A law graduate from the University of Lagos, he started his career with the Bentley, Edu and Co law firm in Lagos before he established his own firm, Femi Gbaja and Co. where he was principal partner. Gbajabiamila later returned to John Marshall Law School in the US and was said to have graduated top of his class, earning himself a juris doctorate. He set up a law firm and had a brief stint of practice in the US after he passed his Georgia bar exams in 2001. Later, he returned to Nigeria to join politics.
Members of the House in the ruling party would say “the fear of Gbajabiamila is the beginning of wisdom,” not necessarily because they fear him but out of the profound respect his colleagues accord him. He also enjoys robust relationship with people of his constituency. He is the initiator of Lagos Job Fair, the first of its kind in South-west, Nigeria. The job fair brought employers of labor drawn from public/private sectors.
Alhaji Umar Bago
Bago is a ranking House of Representatives member that has represented Chanchaga federal constituency, Niger state in the lower chamber since 2015.
In the 2019 National Assembly elections, Hon. Umar Bago scored 39,391 votes, to defeat Alhaji Abubakar Buba of the Peoples Democratic Party, who came second with 17,869 votes.
Onyejeocha is serving her fourth term in the House of Representatives where she is representing Isiukwuato/Umunneochi Federal Constituency of Abia State.
She is the current chairperson of the House Committee on Aviation and so far, the only female candidate for the position of speaker.
Onyejeocha had been a Peoples Democratic Party (PDP) member until August 2018 when she dumped the umbrella party and joined the APC.
She is a graduate of the University of Nigeria Nsukka (UNN), Imo State University, and Ladoke Akintola University of Technology from where she obtained her bachelor’s degree and two masters degrees respectively.
Okafor represents Ehime Mbano/Ihitte Uboma/Obowo Federal Constituency of Imo State, and also serves as the chairman, House Committee on Health Care Services.
Declaring his intention to contest for the position of speaker, Okafor said he would provide competent and experienced leadership, adding that it was time that someone from the South East become speaker.
Okafor had a successful career in the banking sector, having held senior managerial positions in the All States Bank, Oceanic Bank and Zenith Bank, before delving into politics. He also served as a commissioner for Finance in Imo State during Rochas Okorocha’s first tenure in office.
It is, however, unlikely that Okafor would win the position for speaker if he eventually contests. He is just a two-time member of House of Reps which is likely going to count against him if members decide to choose based on seniority.

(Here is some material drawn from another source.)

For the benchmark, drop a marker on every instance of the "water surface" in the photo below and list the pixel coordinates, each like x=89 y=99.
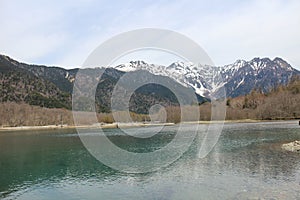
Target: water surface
x=246 y=163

Honourable Abdulrazak Namdas
Namdas is also a two-time member of the House of Reps. He hails from Adamawa State, North East Nigeria, and is representing Jada/Ganye/Mayo Belwa/Toungo Federal Constituency. He was the House spokesperson in the 8th House of Representatives.
He declared his intention to contest for the post of speaker on Tuesday, saying he believed that he had all that it takes to lead the House to a greater height.
“I have the legislative experience having been the spokesman for the house in the last four years; I have what it takes to lead the house as the speaker,” Namdas said.
But again, the number of years he has spent as a legislator could count against him.